The house cost him his bonus in renovations and still wasn't finished by the day they moved in. “My shower doesn't work,” his daughter complained. “Neither does mine,” echoed Audrey from the master bedroom. His contractor, an Albanian who called himself Benny, wouldn't answer his phone over the weekend, leaving Andrew to contend with the new hot-water heater, which no one had bothered to hook up. By Monday morning he was relieved to get out of the house.

Carrington Farr was the second-largest law firm in Connecticut, with more than three hundred lawyers and offices in five cities. Andrew had been with the firm for fifteen years at its main office in Stamford. He'd made his reputation in the nineties, defending companies in employment discrimination and sexual harassment cases. Now, with this new promotion, he'd be leading the firm's employment litigation division, based out of Hartford.

He came from a family of lawyers. His father and grandfather had practiced out of a white cottage in East Longmeadow, Massachusetts, with a weather-beaten shingle on the front door:
MURRAY AND MURRAY, GENERAL PRACTICE OF LAW.
His father did real estate closings mainly, but
every now and then he'd tried a case. In court, he would wear a dark blue suit with a bow tie and yellow suspenders. He had a shock of gray hair and wire-rim bifocals, which he would carefully take out of his jacket pocket, unfold, and place on the end of his nose to read some document. At home, he would fall asleep in the den with a glass of milk in his hand, a gurgling sound coming from his throat.
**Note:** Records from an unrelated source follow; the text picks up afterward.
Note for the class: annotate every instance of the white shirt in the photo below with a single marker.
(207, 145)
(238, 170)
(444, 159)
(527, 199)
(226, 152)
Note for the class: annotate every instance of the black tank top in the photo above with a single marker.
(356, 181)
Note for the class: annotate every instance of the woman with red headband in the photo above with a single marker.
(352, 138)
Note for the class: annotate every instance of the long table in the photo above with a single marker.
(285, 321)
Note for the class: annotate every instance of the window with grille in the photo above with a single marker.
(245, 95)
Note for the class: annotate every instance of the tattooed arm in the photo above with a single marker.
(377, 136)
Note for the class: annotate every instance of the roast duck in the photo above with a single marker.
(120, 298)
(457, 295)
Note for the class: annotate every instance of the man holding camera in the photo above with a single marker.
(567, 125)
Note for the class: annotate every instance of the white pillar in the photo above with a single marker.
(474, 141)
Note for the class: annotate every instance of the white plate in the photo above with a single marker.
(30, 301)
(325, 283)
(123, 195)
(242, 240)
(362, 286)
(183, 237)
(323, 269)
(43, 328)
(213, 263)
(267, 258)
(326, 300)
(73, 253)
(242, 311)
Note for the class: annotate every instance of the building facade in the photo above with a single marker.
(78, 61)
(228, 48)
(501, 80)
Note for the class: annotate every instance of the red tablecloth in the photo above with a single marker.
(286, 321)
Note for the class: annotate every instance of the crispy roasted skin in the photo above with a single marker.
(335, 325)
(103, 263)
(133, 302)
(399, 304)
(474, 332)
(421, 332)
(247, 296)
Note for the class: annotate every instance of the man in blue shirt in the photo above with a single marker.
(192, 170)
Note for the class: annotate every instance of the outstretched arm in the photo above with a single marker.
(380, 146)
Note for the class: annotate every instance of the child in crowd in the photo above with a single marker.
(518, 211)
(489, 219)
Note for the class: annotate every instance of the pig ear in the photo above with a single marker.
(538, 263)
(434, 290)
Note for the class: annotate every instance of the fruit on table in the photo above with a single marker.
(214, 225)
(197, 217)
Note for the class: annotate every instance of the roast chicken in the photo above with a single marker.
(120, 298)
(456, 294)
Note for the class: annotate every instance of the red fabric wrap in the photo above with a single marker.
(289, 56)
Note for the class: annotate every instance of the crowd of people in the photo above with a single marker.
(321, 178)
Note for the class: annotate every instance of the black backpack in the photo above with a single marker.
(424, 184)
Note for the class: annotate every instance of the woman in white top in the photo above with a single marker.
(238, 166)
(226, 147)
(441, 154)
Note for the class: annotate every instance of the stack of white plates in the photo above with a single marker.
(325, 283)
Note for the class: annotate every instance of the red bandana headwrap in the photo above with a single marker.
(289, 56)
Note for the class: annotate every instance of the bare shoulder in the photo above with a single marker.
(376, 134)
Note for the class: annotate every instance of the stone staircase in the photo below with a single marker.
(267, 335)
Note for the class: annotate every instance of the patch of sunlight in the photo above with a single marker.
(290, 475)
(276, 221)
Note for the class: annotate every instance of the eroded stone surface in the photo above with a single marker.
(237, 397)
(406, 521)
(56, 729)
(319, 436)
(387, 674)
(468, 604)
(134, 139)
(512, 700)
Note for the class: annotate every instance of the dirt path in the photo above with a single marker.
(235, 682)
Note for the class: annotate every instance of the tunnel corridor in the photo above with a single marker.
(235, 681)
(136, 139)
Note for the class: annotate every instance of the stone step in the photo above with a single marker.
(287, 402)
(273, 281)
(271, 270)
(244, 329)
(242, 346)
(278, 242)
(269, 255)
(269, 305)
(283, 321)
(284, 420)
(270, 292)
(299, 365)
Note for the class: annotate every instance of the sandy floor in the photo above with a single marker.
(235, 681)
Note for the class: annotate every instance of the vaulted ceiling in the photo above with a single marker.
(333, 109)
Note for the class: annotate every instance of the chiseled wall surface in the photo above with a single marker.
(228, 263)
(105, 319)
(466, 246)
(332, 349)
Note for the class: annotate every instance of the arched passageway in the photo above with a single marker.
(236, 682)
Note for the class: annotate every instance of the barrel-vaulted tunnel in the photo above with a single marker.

That first day in Hartford, Andrew called in his new team members one by one. They'd given him a corner office on the thirtieth floor, with floor-to-ceiling windows looking out over the northern Connecticut valley. He stood by the window, appreciating the spare modernity of his new surroundings, and watching the faraway cars and trucks inching up I-91 toward Springfield and beyond. Each time he gave his spiel he was pleased by the silence in the room, observing the serious and wary expressions of his employees. In closing each session, he said, “The bottom line is two thousand hours a year. That's what I bill, and that's what I expect from you.”

As he delivered that line in his final meeting of the day, the man across from him yawned extravagantly. Johnny Sampson was a third-year associate out of Georgetown, but he looked like a college kid, with a smattering of freckles on his cheeks and longish blond hair that flopped across his forehead. He said, “Do you know what Rehnquist called associates in a law firm?”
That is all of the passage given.